Albert Camus est l’objet d’un dévouement tout particulier de la part de Blanche Knopf qui use de son entregent pour lever les réticences internes : L’Étranger paraît en 1946 (The Stranger) et La Peste en 1948 (The Plague), tous deux traduit par Stuart Gilbert (le traducteur de Tocqueville, Malraux et Sartre, entre autres, qui collabora aussi à la traduction d'Ulysse de James Joyce). Puis Blanche Knopf déploie son influence pour faire connaître Camus et promouvoir son œuvre auprès de l’Académie suédoise. Elle obtient gain de cause, pose à ses côtés à Stockholm lorsqu’il reçoit le Prix Nobel de littérature en 1957 et contribue ainsi à transformer l’auteur français en une figure internationale.
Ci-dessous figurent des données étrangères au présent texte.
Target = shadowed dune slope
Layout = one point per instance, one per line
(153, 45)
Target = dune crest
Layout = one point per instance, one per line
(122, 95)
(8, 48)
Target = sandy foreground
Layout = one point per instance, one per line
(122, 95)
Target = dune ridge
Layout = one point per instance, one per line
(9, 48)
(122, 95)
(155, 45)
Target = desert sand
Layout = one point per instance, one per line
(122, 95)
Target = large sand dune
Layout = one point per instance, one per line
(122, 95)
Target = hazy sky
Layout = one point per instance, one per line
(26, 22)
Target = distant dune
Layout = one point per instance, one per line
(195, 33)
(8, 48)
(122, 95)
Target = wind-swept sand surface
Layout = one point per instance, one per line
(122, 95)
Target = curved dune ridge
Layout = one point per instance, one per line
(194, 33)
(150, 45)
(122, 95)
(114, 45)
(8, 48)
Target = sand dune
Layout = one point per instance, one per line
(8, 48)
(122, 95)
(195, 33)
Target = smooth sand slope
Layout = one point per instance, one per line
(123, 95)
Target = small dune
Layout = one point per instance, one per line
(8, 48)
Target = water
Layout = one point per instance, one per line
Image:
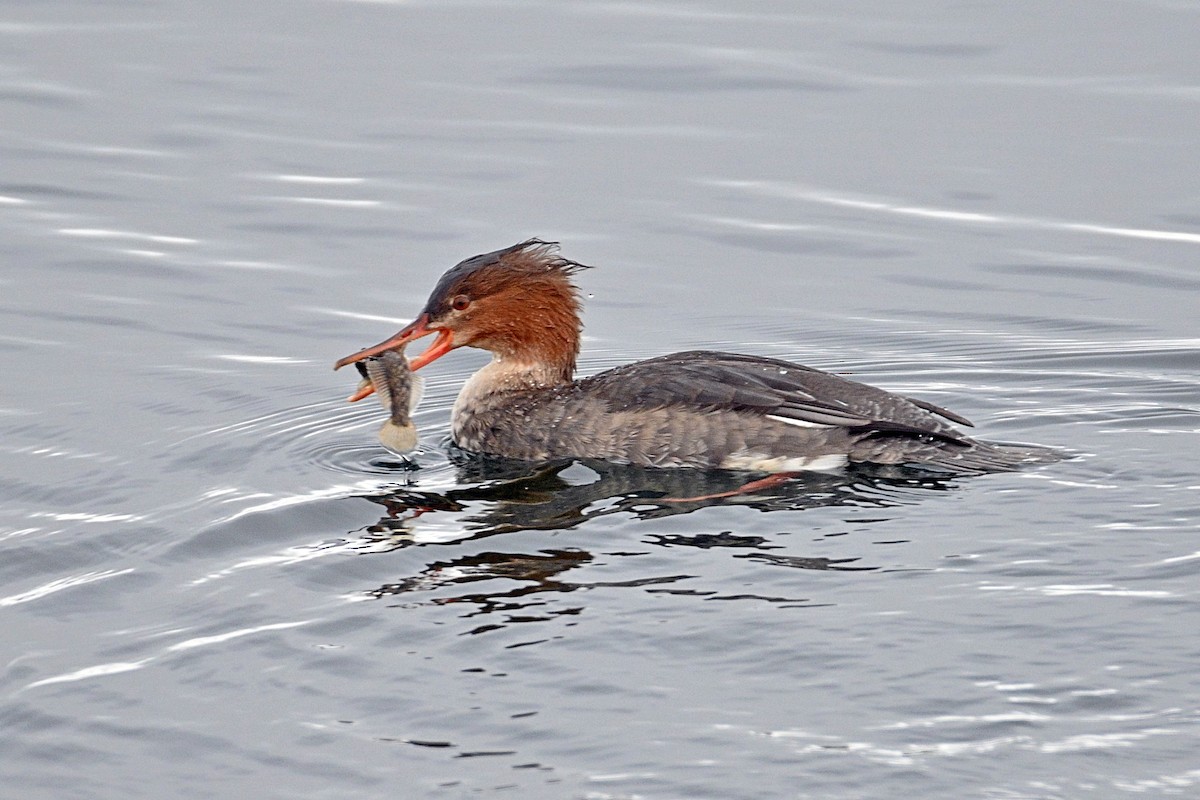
(216, 584)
Les correspondances conservées dans les archives Knopf du Harry Ransom Center renseignent également sur la fabrique de l'ouvrage de Simone de Beauvoir, Le Deuxième Sexe (1949) lors de la traduction. Confiée à Howard M. Parshley, celle-ci paraît chez Knopf en 1953 et devient, dans les années 1980, l'objet de critiques en raison des coupes opérées dans le texte fondateur d'un féminisme ayant franchi les frontières. En effet, les éditeurs exercent une pression sans relâche sur le traducteur pour synthétiser la pensée de la philosophe, simplifier son style, et tout simplement abréger les quelques 1000 pages du Deuxième Sexe pour sacrifier à ce qu'ils estiment être les exigences du marché états-unien. Les archives Knopf donnent ainsi à voir les coulisses d'une profession et les négociations éditoriales qui président à la circulation littéraire et intellectuelle par les livres.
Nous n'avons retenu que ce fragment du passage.